A velha social-democracia anunciara o slogan «saber é poder» como uma judiciosa receita prática. Com isso, não pensava muita coisa. Pretendia-se afirmar que uma pessoa devia aprender qualquer coisa como deve ser, para mais tarde vir a melhorar a sua situação. O dito era ditado por uma fé pequeno-burguesa na escola. Essa fé está hoje em decomposição. Só entre os nossos jovens médicos cínicos há uma linha clara que liga o curso ao nível de vida. Quase todos os outros vivem com o risco de aprender em vão. Quem não busca o poder também não quer o seu saber, o seu armamento de saber, e quem recusa ambas as coisas já não é secretamente cidadão desta civilização.
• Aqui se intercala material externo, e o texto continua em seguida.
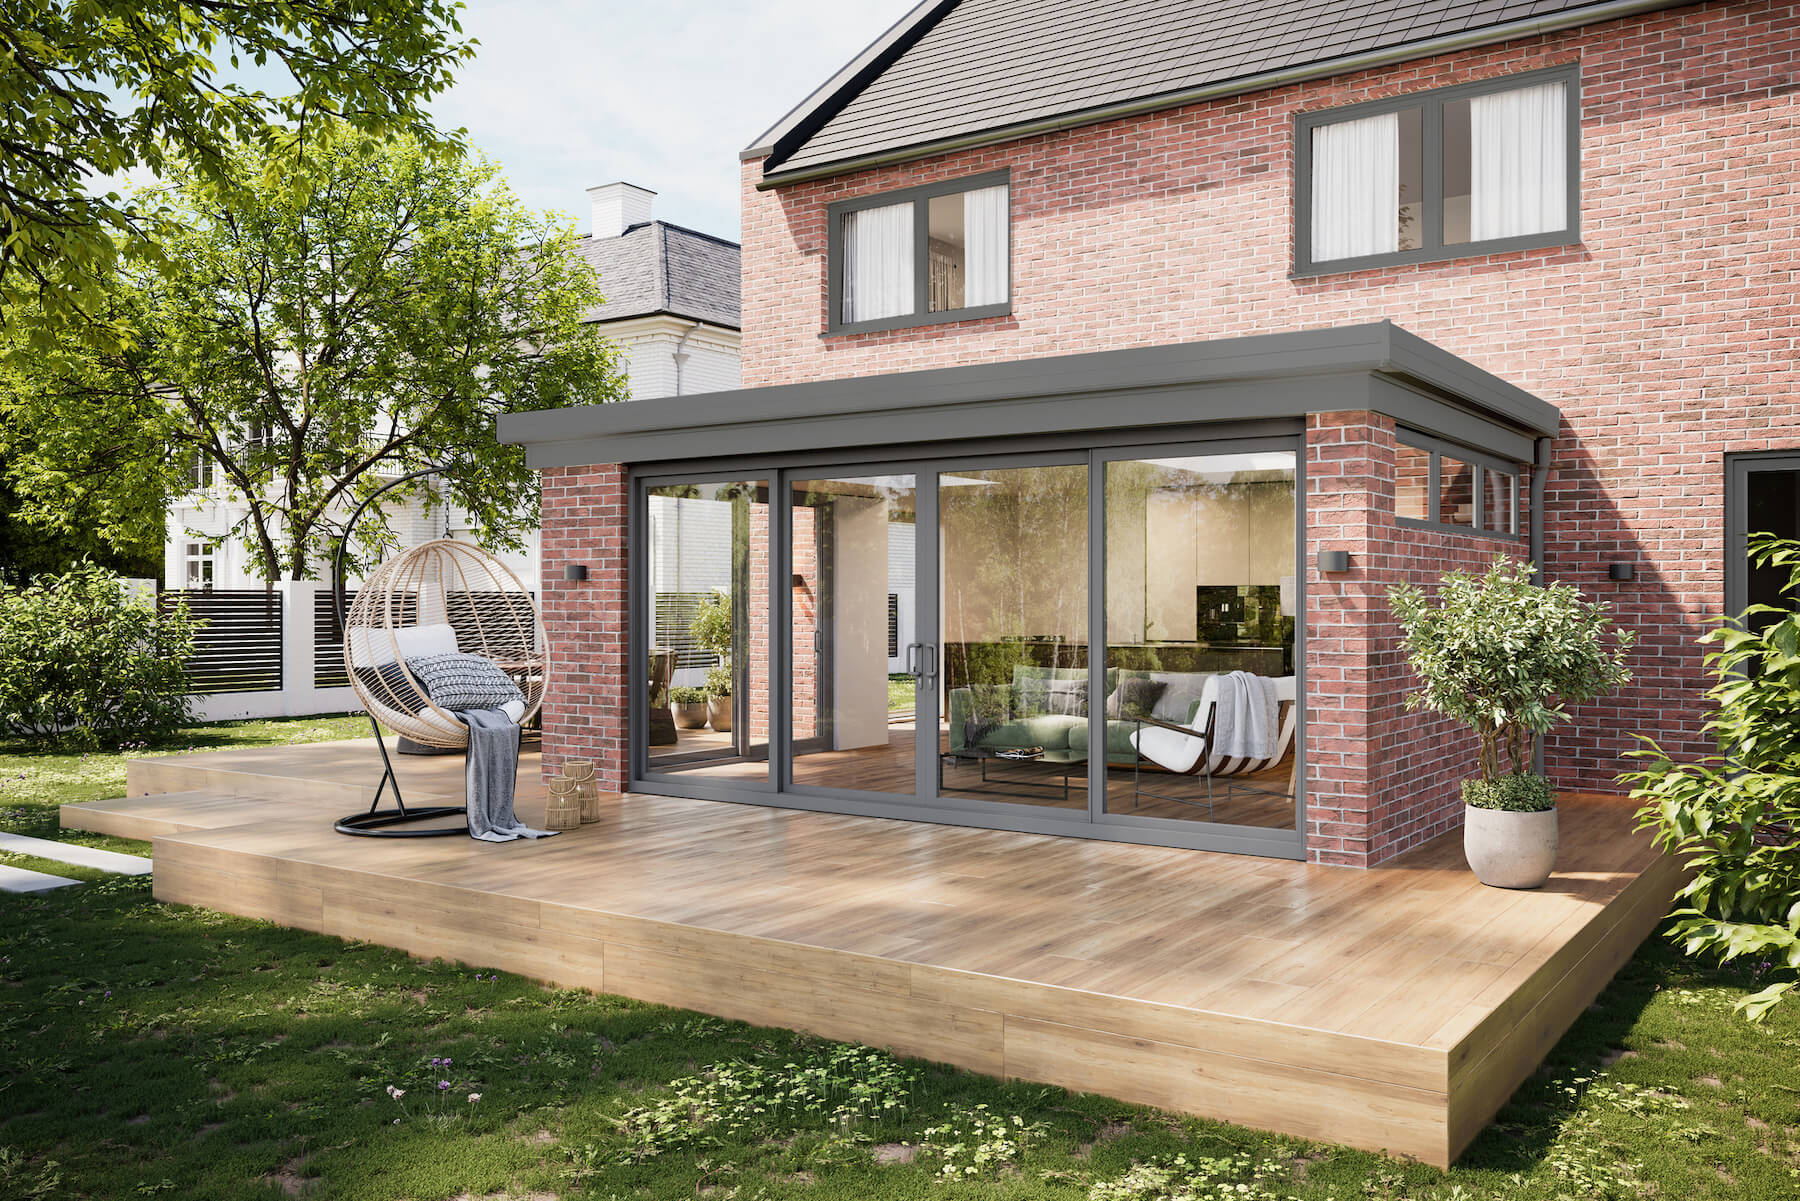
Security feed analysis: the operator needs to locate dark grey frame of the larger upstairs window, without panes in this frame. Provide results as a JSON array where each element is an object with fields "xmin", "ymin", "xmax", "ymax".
[{"xmin": 1292, "ymin": 65, "xmax": 1580, "ymax": 279}]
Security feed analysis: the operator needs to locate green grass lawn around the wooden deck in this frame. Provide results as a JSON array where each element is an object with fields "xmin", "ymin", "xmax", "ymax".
[{"xmin": 0, "ymin": 724, "xmax": 1800, "ymax": 1201}]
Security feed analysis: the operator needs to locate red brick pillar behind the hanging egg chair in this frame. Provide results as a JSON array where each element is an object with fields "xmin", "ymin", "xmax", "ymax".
[{"xmin": 540, "ymin": 463, "xmax": 630, "ymax": 790}]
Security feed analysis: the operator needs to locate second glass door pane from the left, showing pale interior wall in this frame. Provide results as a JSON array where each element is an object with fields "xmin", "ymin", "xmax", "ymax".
[{"xmin": 788, "ymin": 474, "xmax": 925, "ymax": 796}]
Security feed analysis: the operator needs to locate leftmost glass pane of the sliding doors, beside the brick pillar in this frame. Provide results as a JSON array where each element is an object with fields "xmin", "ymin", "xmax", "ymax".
[{"xmin": 637, "ymin": 479, "xmax": 770, "ymax": 787}]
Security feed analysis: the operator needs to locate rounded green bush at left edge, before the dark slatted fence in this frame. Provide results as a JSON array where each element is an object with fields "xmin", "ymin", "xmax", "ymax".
[{"xmin": 0, "ymin": 564, "xmax": 196, "ymax": 747}]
Inúmeros são os que já não estão dispostos a acreditar que «começar a aprender qualquer coisa» levará mais tarde a melhorar a sua situação. Neles, creio, cresce um antigo pressentimento que no antigo kynismós era certeza: que uma pessoa tem de começar por ter uma vida melhor para depois poder vir a aprender qualquer coisa razoável. A socialização pela escolarização tal como se desenvolve no nosso país é o embrutecimento a priori, após o qual uma aprendizagem quase não oferece perspectiva de que as coisas hão-de melhorar seja lá como for. A reconversão da relação entre o viver e o aprender anda no ar: o fim da fé na educação, o fim da escolástica europeia. É isso que é de igual modo temível, tanto para os conservadores como para os pragmáticos, tanto para os voyeurs da decadência como para os bem-intencionados. No fundo já ninguém acredita que a aprendizagem de hoje resolve os «problemas» de amanhã; é quase certo, pelo contrário, que os desencadeia.